Руки его были подняты высоко над головой, он будто тянулся к небу. Раздался странный глухой звук, в воздухе возникло мерцание, и вдруг над его руками вспыхнул свет, пламя, такой яркости, что слепило глаза. Друид медленно опустил руки. Между его ладонями все еще горел огонь. Такой реальный, что я с трепетом ждала: вот сейчас кожа Конора пойдет пузырями от нестерпимого жара. Послушник приблизился к Конору с незажженным факелом в руках. Под нашими завороженными взглядами, Конор протянул руки, коснулся факела пальцами, и тот загорелся ярким, золотым пламенем. Когда Конор убрал руки, они снова стали самыми обычными человеческими ладонями, загадочный огонь в них угас. А юноша с гордостью и трепетом понес драгоценный факел в дом, где от него заново зажгут огонь в очаге. Церемония завершилась. Завтра начнутся полевые работы. Подходя к дому, где после захода солнца должен был начаться праздник, я уловила обрывок разговора:
—…но мудро ли это? Уверен, что на эту роль можно выбрать кого-то другого.

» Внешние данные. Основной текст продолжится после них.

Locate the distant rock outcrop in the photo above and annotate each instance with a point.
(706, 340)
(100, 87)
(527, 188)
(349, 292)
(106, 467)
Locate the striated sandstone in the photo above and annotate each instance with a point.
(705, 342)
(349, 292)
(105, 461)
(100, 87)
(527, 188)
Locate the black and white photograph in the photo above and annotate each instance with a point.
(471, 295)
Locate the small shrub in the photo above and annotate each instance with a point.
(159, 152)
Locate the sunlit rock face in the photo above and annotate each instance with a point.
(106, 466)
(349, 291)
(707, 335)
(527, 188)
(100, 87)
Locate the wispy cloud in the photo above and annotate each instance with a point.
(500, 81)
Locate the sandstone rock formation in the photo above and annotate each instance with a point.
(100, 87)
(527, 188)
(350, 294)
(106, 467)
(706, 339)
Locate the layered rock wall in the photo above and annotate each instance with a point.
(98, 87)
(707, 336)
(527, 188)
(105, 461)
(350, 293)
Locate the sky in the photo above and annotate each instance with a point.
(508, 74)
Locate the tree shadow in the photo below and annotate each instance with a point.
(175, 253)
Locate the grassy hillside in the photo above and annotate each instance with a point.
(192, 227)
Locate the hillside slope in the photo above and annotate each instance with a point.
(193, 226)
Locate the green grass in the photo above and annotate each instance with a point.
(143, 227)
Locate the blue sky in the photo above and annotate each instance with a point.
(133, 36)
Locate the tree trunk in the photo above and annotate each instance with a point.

— Пришло его время. Нельзя же бесконечно его прятать.
Это Лайам говорил с братом. А потом я увидела, как мать и отец вместе поднимаются по тропинке. Она поскользнулась на мокрой глине, чуть не упав, но он тут же подхватил ее, так быстро, что почти предвосхитил все происшествие. Он обнял ее за плечи, а она посмотрела ему в глаза. Я вдруг увидела, что над ними словно висит тень, мне стало тревожно. Мимо меня пробежал смеющийся Шон, за ним Эйслинг. Брат ничего не сказал мне, но когда он пробегал мимо, я мысленно ощутила, что он счастлив. Пусть только на сегодня, но он мог побыть обыкновенным шестнадцатилетним юношей, он был влюблен, и все в его мире было правильно. И меня снова пробрал внезапный озноб. Да что же со мной такое? Будто я в этот дивный весенний день, когда все так светло и радостно, нарочно хочу, чтобы с моими родными приключилась какая-то беда! Я велела себе прекратить заниматься глупостями, но тень никуда не делась, она осталась на краю моего сознания.

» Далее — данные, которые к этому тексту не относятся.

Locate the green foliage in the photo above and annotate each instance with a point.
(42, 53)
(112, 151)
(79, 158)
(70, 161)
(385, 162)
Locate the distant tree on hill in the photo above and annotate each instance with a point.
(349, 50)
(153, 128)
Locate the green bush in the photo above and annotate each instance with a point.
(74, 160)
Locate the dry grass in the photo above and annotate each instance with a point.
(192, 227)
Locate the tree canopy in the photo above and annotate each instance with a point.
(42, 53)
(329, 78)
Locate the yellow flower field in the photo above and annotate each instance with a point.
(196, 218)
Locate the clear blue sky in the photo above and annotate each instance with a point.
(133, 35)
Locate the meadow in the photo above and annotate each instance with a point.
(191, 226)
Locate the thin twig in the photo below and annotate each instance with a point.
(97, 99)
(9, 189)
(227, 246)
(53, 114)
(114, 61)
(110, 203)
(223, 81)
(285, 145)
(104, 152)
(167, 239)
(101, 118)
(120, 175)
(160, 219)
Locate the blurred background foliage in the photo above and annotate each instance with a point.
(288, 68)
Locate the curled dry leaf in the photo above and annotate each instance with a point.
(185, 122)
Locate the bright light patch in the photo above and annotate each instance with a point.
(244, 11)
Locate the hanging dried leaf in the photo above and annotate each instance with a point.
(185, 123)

"Ты тоже почувствовала". Я замерла. На свете существовал лишь один человек, с которым я могла общаться таким образом, без слов — Шон. Но не голос брата раздавался сейчас у меня в голове.
"Не бойся, Лиадан. Я не начну врываться в твои мысли. Если я чему и научился за эти годы — так это способности управлять нашим даром. Ты несчастна. Тебе страшно. То, что суждено, произойдет не по твоей вине. Ты должна хорошенько запомнить это. Каждый из нас сам выбирает себе дорогу".
Я медленно двигалась к дому. Люди вокруг меня болтали и смеялись, молодые парни тащили на плечах косы, девушки помогали нести серпы и заступы. То тут, то там встречались и сплетались руки, и парочки тихонько удалялись в лес по своим делам. Впереди на тропе медленно шагал мой дядя, и золотая кайма на его балахоне ловила последние отблески заходящего солнца.
"Я… я не знаю, что чувствую, дядя. Темнота… какое-то зло. И мне кажется, думая о нем, я его притягиваю. Как я могу думать о беде, когда все так хорошо, и все так счастливы?!"
"Час настал". — Лишь поворот головы дяди показывал, что он обращается ко мне. — "Ты удивляешься моему умению читать твои мысли? Побеседуй с Сорчей, если сможешь ее разговорить. У них с Финбаром это когда-то отменно получалось. Правда, возможно, ей будет больно об этом вспоминать".
"Ты сказал, что час настал. Какой час?"
Если бы можно было мысленно вздыхать, то именно так я и назвала бы ответ Конора:
"Час, когда Их руки перемешают варево в горшке. Час, когда Их пальцы вплетут несколько новых нитей в узор. Час, когда Их голоса вступят в песню. Не стоит себя винить, Лиадан. Они используют нас всех, и мы ничего не можем с этим поделать. Я дорого заплатил за это понимание. И ты, боюсь, тоже заплатишь".
"Что ты имеешь в виду?"
"Ты скоро сама все поймешь. Просто радуйся весне и молодости, пока можешь".
Вот и все. Он исчез из моих мыслей неожиданно и резко, будто захлопнулась дверь. Я увидела, как он остановился на тропе, подождал Ибудана и маму, и они вместе вошли в дом. Наша беседа не сделала меня ни на йоту мудрее.